British department store group Debenhams (DEB.L) lowered its full-year outlook for the second time in four months and cut its dividend as it reported a 52 percent slump in first-half profit, further hammering its already battered shares.
Shoppers walk past Debenhams on Oxford Street in central London, Britain, April 2, 2018. (File photo: Reuters)
The stock fell as much as 13 percent in early trading on Thursday, taking its year-on-year plunge to 62 percent.
The 240-year old Debenhams, which issued a profit warning in January, also said Matt Smith, its chief financial officer, was quitting the retailer to take up the same role at rival Selfridges.
The group is one year into a turnaround plan led by Chief Executive Sergio Bucher, a former Amazon and Inditex executive.

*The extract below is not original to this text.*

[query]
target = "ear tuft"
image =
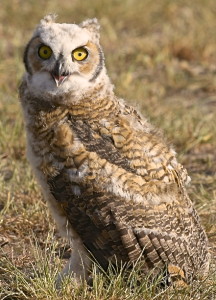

His programme involves closing some stores and revamping the rest, cutting promotions and improving online service, while seeking efficiencies by simplifying the business.
However, progress has been hampered by changing shopping habits, a squeeze on UK consumers’ budgets, a shift in spending away from fashion towards holidays and entertainment, as well as intense online competition.
“The market has remained very volatile and competitive with consumer confidence and the clothing market continuing to fall,” Bucher told reporters.
“The retail market is changing but this is happening faster than we or anybody expected and therefore we need to accelerate our pace of change,” he said.
Debenhams is not alone in finding the going tough. Already this year Toys R Us UK, electricals group Maplin and drinks wholesaler Conviviality have plunged into administration, while fashion retailer New Look and floor coverings firm Carpetright are closing stores.
Rival department store group House of Fraser said it was seeking rent reductions while market leader John Lewis [JLPLC.UL] cautioned on the outlook.
LOWERED EXPECTATIONS
Debenhams made an underlying pretax profit of 42.2 million pounds in the 26 weeks to March 3 - below analysts’ average forecast of 44 million pounds and the 87.8 million pounds made in the first half of its 2016-17 year.
Revenue fell 1.6 percent to 1.65 billion pounds, hurt by subdued Christmas trading and early March snow storms that shut stores.
The interim dividend was cut by 51 percent to 0.5 pence.
Debenhams said that based on its current view of the second half, pretax profit for the full 2017-18 year was expected to be at the lower end of the current range of analysts’ forecasts of 50-61 million pounds.
It was previously guiding to 55-65 million pounds and made 95.2 million pounds in 2016-17.
Debenhams shares were down 2.1 pence at 21.2 pence at 0732 GMT, valuing the business at 262 million pounds - some 20 times less than ASOS (ASOS.L), the 18-year-old online fashion retailer.
“Debenhams is investing just to stand still and is acutely exposed to the ongoing structural challenges in the market,” said analysts at Liberum, who reiterated their “sell” recommendation.